When a court considers materials outside the pleadings, conversion of a motion to dismiss to one for summary judgment may be appropriate. However, before converting a motion, the court ordinarily is to provide notice to the parties. See Fed. R. Civ. P. 12(b). In particular, the court should appraise a pro se litigant of the consequences of failing to adequately respond to a motion for summary judgment. See Vital v. Interfaith Med. Ctr., 168 F.3d 615, 620-21 (2d Cir. 1999). However, such notice, even to pro se plaintiffs, is not always required. "The essential inquiry is whether the [the parties] should reasonably have recognized the possibility that the motion might be converted into one for summary judgment or [were] taken by surprise and deprived of reasonable opportunity to meet facts outside the pleadings." Gurary v. Winehouse, 190 F.3d 37, 43 (2d Cir. 1999) (internal quotation marks omitted).
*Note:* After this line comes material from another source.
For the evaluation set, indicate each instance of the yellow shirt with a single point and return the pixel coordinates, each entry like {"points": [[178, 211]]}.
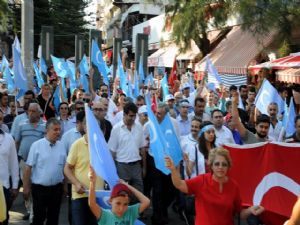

On August 22, 2006, the Court engaged Plaintiff in a colloquy, in which the Court made clear that Defendants were seeking to convert their Motion to Dismiss into one for summary judgment, particularly relating to the question of exhaustion of administrative remedies. (Hr'g Tr. 3-4.) Plaintiff acknowledged that he understood that Defendants were pursuing a Motion for Summary Judgment in the alternative when he filed his Opposition to Summary Judgment. (Id.) Indeed, Plaintiff's responding papers expressly discuss summary judgment standards. (Pl.'s Reply Opp'n.) Furthermore, Defendants alerted Plaintiff, pursuant to Local Civil Rule 12.1, that they would seek to convert their Motion to Dismiss into one for summary judgment. (Local Rule 12.1 Notice to Pro Se Litigant Opposing Mot. Dismiss Treated as Mot. Summ. J.) Other district courts have converted motions to dismiss into motions for summary judgment in PLRA cases where, as here, it is clear to both parties that Court likely will convert the motion, particularly as it relates to the question of proper exhaustion of administrative remedies. See Collins, 438 F. Supp. 2d at 411-12 (collecting cases). Thus, the Court may apply summary judgment principles to the exhaustion question. See McCoy v. Goord, 255 F. Supp. 2d 233, 248 (S.D.N.Y. 2003) ("[N]onexhaustion should be resolved as early as possible by the court.").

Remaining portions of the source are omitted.